FOM: Contest Announcement (note rule changes)
Joe Shipman
shipman at savera.com
Mon Apr 2 12:07:02 EDT 2001
What is the smallest object to transcend a given formal system?
If we can make the above question precise, we can get concrete results
that will allow us to compare formal systems in terms of their
algorithmic information content a la Chaitin. The key is to pick a
reasonable "computational base" which will be regarded as zero-cost, so
that we can measure the size of objects "on top of" that base.
In order to stimulate research (and also, I hope, to get a publishable
paper), I announce the following contest (the rules have been changed
slightly and the prizes increased to make the contest more attractive to
entrants):
TURING MACHINES AND INCOMPLETENESS CONTEST
The computational base will be "2-dimensional Turing machines". This
avoids the nasty coding issues that plague Turing machines with a fixed
number of tapes, and gives a system whose computational speed is
actually proportional to that of real computers.
A n-state m-symbol 2-dimensional Turing machine is specified by a set of
"quintuples" which are elements of
{0,1,2,...,n-1} x {0,1,2,...,m-1} x {0,1,2,...,n-1} x {0,1,2,...,m-1} x
{'Left','Right','Up','Down'}.
The names of the elements of a quintuple are (State, ScannedSymbol,
NewState, WrittenSymbol, DirectionToMove).
The first two elements of a quintuple represent "inputs" and the last
three represent "outputs". The "tape" is actually a
2-dimensional grid.
There is a distinguished "initial" state numbered 0. There is a
distinguished "blank" symbol numbered 0. Computations start in the
initial state and all but finitely many squares in the grid contain the
blank symbol.
There is no special "halt" state; rather, the machine halts when there
is no quintuple whose first two elements correspond to the current State
and the current ScannedSymbol. Thus if the machine is started on a
blank grid and there is no quintuple of the form (0,0,*,*,*) it halts
immediately.
A 2DTM is "deterministic" if no two quintuples have the same first two
elements. Otherwise it is "nondeterministic".
The size of a 2DTM is the number of quintuples.
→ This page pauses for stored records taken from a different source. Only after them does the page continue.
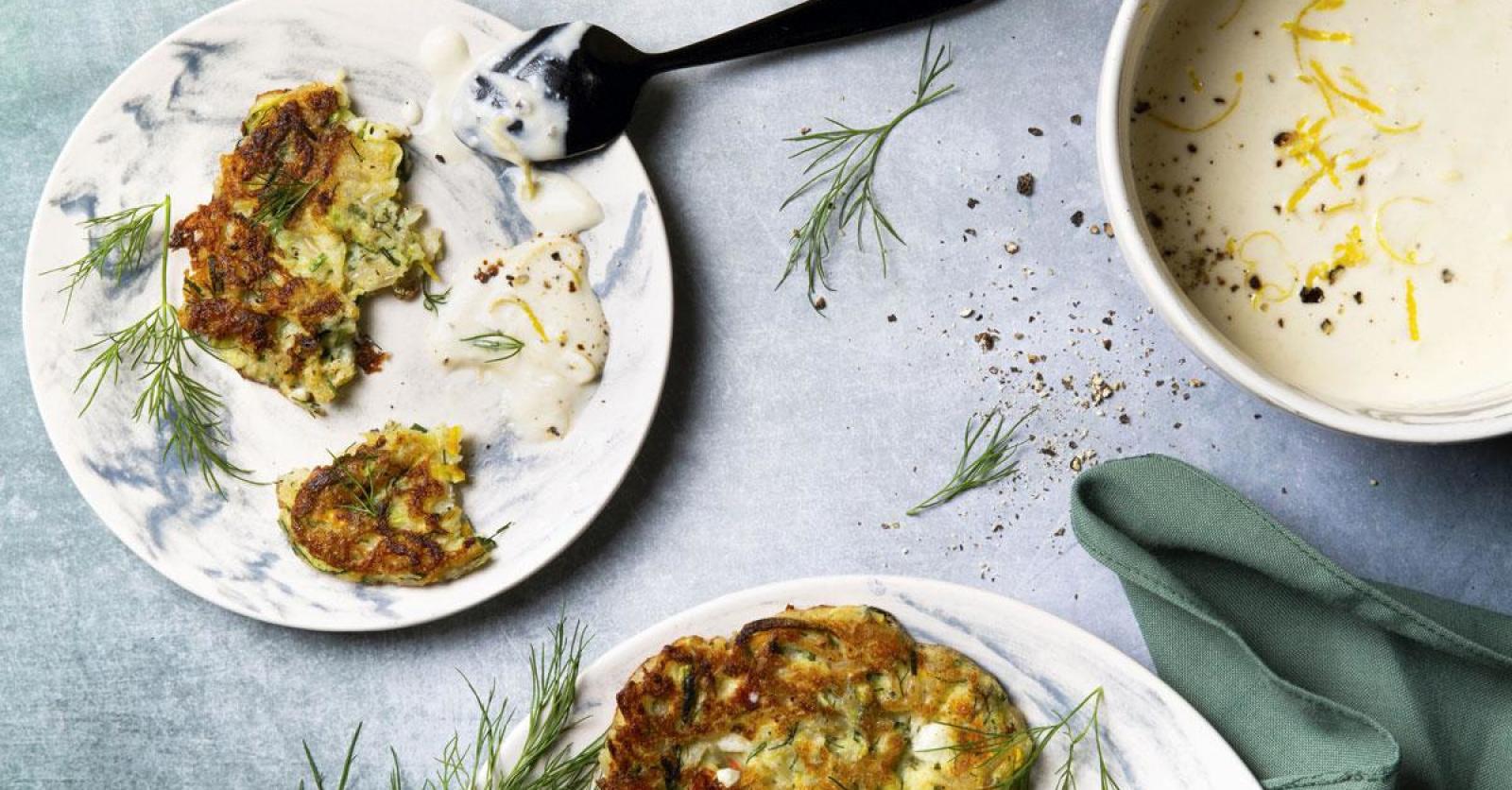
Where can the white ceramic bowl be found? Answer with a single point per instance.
(1131, 32)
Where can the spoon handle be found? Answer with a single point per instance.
(806, 23)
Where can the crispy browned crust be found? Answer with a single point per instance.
(236, 291)
(805, 677)
(407, 538)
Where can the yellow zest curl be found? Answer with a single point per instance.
(1413, 327)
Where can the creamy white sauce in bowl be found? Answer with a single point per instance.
(1319, 216)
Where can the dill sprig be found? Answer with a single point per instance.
(163, 352)
(480, 764)
(430, 299)
(279, 198)
(347, 764)
(998, 747)
(843, 161)
(368, 497)
(120, 251)
(994, 462)
(507, 345)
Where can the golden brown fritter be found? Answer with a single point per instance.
(304, 221)
(385, 510)
(816, 698)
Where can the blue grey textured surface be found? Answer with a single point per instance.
(786, 444)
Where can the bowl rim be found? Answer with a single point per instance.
(1184, 318)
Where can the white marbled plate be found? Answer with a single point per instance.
(161, 129)
(1153, 737)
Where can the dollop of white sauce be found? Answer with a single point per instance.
(534, 330)
(446, 58)
(552, 201)
(558, 205)
(526, 110)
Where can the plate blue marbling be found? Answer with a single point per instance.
(1153, 737)
(161, 129)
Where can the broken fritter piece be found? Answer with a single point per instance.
(304, 221)
(816, 698)
(385, 510)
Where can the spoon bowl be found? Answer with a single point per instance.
(571, 88)
(559, 91)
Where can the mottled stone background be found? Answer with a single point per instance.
(786, 444)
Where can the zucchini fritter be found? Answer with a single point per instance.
(385, 512)
(816, 698)
(304, 221)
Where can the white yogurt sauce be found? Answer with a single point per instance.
(446, 58)
(1343, 211)
(534, 330)
(455, 126)
(528, 111)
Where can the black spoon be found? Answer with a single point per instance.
(571, 88)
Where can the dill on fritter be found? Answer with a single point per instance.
(368, 498)
(843, 163)
(998, 747)
(480, 763)
(279, 198)
(161, 352)
(430, 300)
(506, 345)
(995, 462)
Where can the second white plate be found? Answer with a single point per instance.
(1153, 737)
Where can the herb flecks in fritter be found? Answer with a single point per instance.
(818, 698)
(306, 220)
(385, 512)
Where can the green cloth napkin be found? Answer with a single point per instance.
(1317, 678)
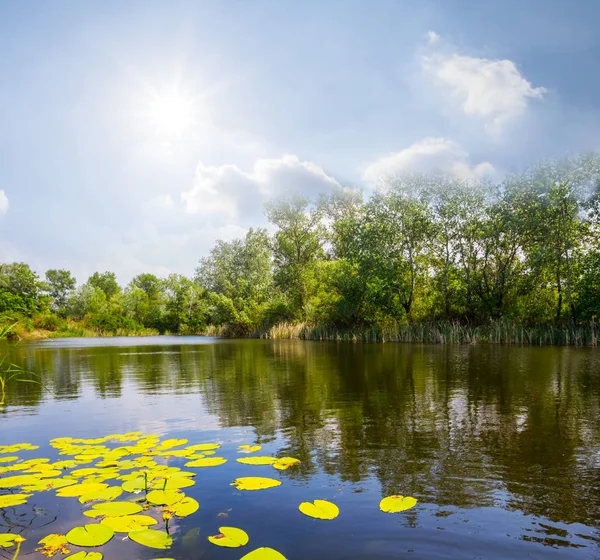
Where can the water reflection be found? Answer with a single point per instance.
(459, 427)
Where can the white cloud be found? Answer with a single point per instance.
(227, 191)
(425, 156)
(492, 90)
(3, 202)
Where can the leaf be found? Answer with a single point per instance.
(8, 539)
(263, 553)
(255, 483)
(11, 500)
(90, 535)
(53, 544)
(230, 537)
(49, 484)
(127, 523)
(85, 556)
(173, 483)
(259, 460)
(80, 489)
(207, 462)
(203, 447)
(286, 463)
(164, 497)
(249, 448)
(319, 509)
(185, 507)
(110, 493)
(394, 504)
(113, 509)
(19, 480)
(151, 538)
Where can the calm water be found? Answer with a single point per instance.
(501, 446)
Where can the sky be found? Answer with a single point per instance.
(135, 134)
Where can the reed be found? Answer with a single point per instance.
(446, 332)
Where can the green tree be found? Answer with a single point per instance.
(297, 248)
(60, 284)
(106, 281)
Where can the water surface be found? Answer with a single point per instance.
(500, 445)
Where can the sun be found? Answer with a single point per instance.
(171, 114)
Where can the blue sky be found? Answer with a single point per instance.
(133, 134)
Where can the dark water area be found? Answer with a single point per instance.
(500, 445)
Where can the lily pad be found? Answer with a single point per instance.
(92, 534)
(255, 483)
(319, 509)
(249, 448)
(85, 556)
(151, 538)
(77, 490)
(285, 463)
(394, 504)
(164, 497)
(185, 507)
(53, 544)
(207, 462)
(264, 553)
(19, 480)
(11, 500)
(203, 447)
(259, 460)
(8, 539)
(113, 509)
(110, 493)
(230, 537)
(127, 523)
A 2DTM M has "input n" if, in the initial state, all squares are blank
except for a horizontal string of n consecutive 1's , and M is scanning
the square immediately to the left of that string (thus a completely
blank grid corresponds to input 0). Such inputs are said to be
"standard inputs".
A deterministic 2DTM M calculates the partial recursive function f(n)
iff:
1) When f(n) is undefined, M fails to halt on input n.
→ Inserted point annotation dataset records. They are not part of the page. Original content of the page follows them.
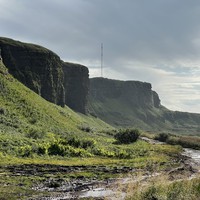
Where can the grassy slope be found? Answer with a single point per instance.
(119, 113)
(28, 121)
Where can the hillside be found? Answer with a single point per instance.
(51, 152)
(28, 120)
(46, 74)
(134, 104)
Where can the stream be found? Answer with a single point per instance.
(109, 189)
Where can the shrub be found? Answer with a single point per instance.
(56, 149)
(127, 136)
(163, 137)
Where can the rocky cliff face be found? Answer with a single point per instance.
(76, 85)
(38, 68)
(133, 93)
(134, 104)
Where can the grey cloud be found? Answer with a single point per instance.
(146, 40)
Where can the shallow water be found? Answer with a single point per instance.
(193, 154)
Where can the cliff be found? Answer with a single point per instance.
(76, 83)
(135, 104)
(46, 74)
(36, 67)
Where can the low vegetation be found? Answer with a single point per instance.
(184, 141)
(36, 133)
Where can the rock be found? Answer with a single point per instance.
(36, 67)
(76, 85)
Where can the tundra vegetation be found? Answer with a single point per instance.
(35, 132)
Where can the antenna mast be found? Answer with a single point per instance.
(101, 59)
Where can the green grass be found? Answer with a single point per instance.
(35, 131)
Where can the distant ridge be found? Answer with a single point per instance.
(134, 104)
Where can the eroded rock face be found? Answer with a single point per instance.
(76, 85)
(134, 93)
(36, 67)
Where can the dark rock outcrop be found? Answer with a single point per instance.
(76, 85)
(134, 93)
(134, 104)
(36, 67)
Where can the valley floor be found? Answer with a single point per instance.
(100, 178)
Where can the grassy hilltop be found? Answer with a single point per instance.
(41, 142)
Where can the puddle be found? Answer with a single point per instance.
(193, 154)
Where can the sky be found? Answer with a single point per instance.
(155, 41)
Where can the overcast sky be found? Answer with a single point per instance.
(156, 41)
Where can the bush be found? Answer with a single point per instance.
(163, 137)
(127, 136)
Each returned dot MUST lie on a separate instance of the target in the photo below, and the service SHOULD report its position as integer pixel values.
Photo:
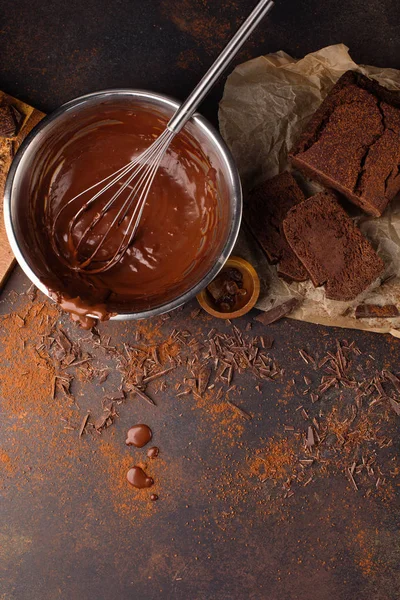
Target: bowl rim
(232, 173)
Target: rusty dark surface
(64, 531)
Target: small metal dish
(251, 283)
(32, 154)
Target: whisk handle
(186, 110)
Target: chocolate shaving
(157, 375)
(395, 405)
(239, 410)
(310, 441)
(278, 312)
(375, 311)
(83, 424)
(142, 395)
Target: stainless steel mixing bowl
(28, 161)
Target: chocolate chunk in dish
(352, 143)
(331, 247)
(264, 212)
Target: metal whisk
(135, 179)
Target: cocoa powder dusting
(339, 419)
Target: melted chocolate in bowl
(185, 222)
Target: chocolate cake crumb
(352, 143)
(331, 247)
(375, 311)
(264, 212)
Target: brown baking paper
(266, 104)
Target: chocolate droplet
(153, 452)
(138, 478)
(138, 436)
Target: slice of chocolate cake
(352, 143)
(331, 247)
(264, 212)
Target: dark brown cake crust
(264, 212)
(331, 247)
(352, 143)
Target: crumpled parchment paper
(266, 104)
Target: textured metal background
(65, 531)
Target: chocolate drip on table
(138, 436)
(138, 478)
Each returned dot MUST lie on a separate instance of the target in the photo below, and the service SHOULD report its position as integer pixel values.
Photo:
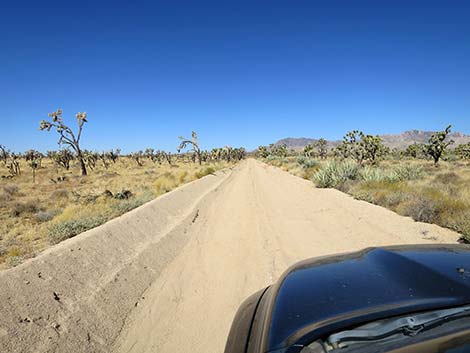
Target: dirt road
(169, 276)
(259, 222)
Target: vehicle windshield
(392, 329)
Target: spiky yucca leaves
(415, 150)
(62, 158)
(194, 143)
(361, 147)
(34, 161)
(437, 144)
(335, 173)
(263, 152)
(4, 154)
(322, 149)
(463, 151)
(67, 136)
(309, 150)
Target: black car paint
(321, 296)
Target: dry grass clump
(411, 188)
(62, 204)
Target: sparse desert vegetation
(428, 182)
(46, 198)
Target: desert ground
(170, 275)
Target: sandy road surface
(170, 275)
(259, 222)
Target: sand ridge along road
(169, 276)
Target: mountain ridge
(400, 141)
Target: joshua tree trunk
(82, 162)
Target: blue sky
(241, 73)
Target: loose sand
(170, 275)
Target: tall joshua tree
(437, 144)
(322, 148)
(67, 136)
(194, 143)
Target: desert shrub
(423, 209)
(371, 174)
(206, 171)
(4, 197)
(44, 216)
(163, 185)
(21, 208)
(127, 205)
(301, 160)
(310, 163)
(59, 194)
(335, 173)
(68, 229)
(182, 177)
(408, 172)
(447, 178)
(123, 195)
(432, 206)
(10, 189)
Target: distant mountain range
(400, 141)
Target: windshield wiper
(409, 325)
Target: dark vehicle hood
(323, 295)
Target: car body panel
(320, 296)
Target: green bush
(68, 229)
(447, 178)
(44, 216)
(204, 172)
(334, 173)
(27, 207)
(408, 172)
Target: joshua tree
(263, 151)
(137, 157)
(62, 158)
(194, 143)
(309, 150)
(113, 155)
(34, 160)
(414, 150)
(463, 150)
(4, 154)
(67, 136)
(437, 144)
(278, 150)
(373, 148)
(321, 146)
(90, 158)
(13, 164)
(361, 147)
2) Otherwise, M halts with its "head" on a cell immediately to the left
of a string of f(n) 1's, which is immediately to the left of a cell with
some symbol other than 1. There is no requirement that the rest of the
grid be blank.
Note that *every* deterministic 2DTM computes some partial recursive
function. If on input n the machine halts with the cell to the right of
the head having some value other than 1, then f(n)=0. The function
computed by machine M is written f_M(n). Even if this is a total
function, it is still possible for M not to halt on inputs that are not
standard.
I will give a prize of $20 to the best entry received by May 1, 2001 in
each of the following categories:
For deterministic 2DTM's:
1) Smallest M such that the statement "f_M is total" is independent of
PRA (Primitive Recursive Arithmetic)
2) Smallest M such that the statement "f_M is total" is independent of
PA (Peano Arithmetic)
3) Smallest M such that the statement "f_M is total" is independent of
ZF (Zermelo-Frankel Set Theory)
4) Smallest (M,n) such that the statement "f_M(n) is undefined" is
independent of PA
5) Smallest (M,n) such that the statement "f_M(n) is undefined" is
independent of ZF
6) Smallest M such that an oracle for the halting behavior for M on
arbitrary inputs solves the halting problem [this includes inputs not of
the standard form, in order to make the construction of a universal 2DTM
easier].
For nondeterministic 2DTM's:
7) Smallest (M,n) such that the statement "M has no halting path on
input n" is independent of PA
8) Smallest (M,n) such that the statement "M has no halting path on
input n" is independent of ZF
In categories 4,5,7, and 8 (M1,n1) is "smaller than" (M2,n2) if M1 is
smaller than M2 or M1 is the same size as M2 and n1<n2.
Entries must be accompanied by proofs. If I cannot understand the
proof, the entry will not win (unless someone on the FOM board wishes to
volunteer their services as a referee and can vouch for the proof). For
categories 3, 5, and 8 entrants may assume whatever large cardinal
assumptions they need.
Winning entries will be incorporated in a joint paper to be submitted to
whatever journal seems most appropriate.
Prizes will be awarded May 8th. If there is only one entry submitted in
a category no prize will be awarded.
"Matching" prizes are strongly encouraged!